Fabrication of nanocomposite based on oxidized biochar and oxidized cellulose nanofibers and its potential cd(II) adsorption

Abstract

Herein, the oxidized biochar (OBC) derived from rice straw was prepared and homogeneously embedded into TEMPO-mediated oxidized cellulose nanofiber (TOCNF). The resulting colloidal suspension, when mixed with OBC and crosslinked via ionic interaction using branched polyethyleneimine, forms nanocomposites with promising potential. The characterization of these composites, including SEM, EDX, surface morphology, and spatial elemental composition, reveals their unique properties. The effect of adding OBC to TOCNF at different ratios is estimated by surface area analysis following the BET and BJH methods.

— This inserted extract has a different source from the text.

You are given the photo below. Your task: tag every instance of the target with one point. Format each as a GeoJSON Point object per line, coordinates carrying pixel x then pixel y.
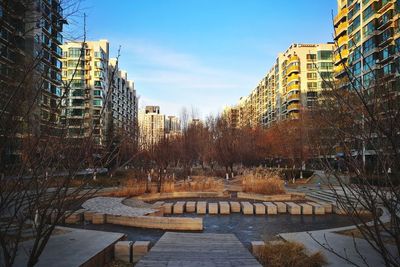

The adsorption settings for the as-formed composites were investigated to optimize the adsorption effectiveness of the fabricated sorbents. These conditions included contact time, Cd(II) concentration, pH, and sorbent dosage. With greater adsorption effectiveness of 70% and 90% at 1 h and 2 h, the nanocomposite with an equal ratio of OBC and TOCNF was discovered to be a valuable sorbent for Cd(II) elimination (0.15 g of BCC3 composite in 50 mL of 100 mg/L Cd(II) at pH 7.0). The adsorption process was modeled using kinetic and isotherm models. The correlation coefficients for the pseudo-first and second-order kinetics are similar and closest to 1.0 based on the data. Thus, Cd(II) adsorption may involve both physio-sorption and chime-sorption. Additionally, the linear fitting of the Freundlich isotherm model demonstrated a heterogeneous and multilayer surface interaction with the greatest adsorption capability of 44 mg/g. Suggesting potential applications in environmental engineering and materials science.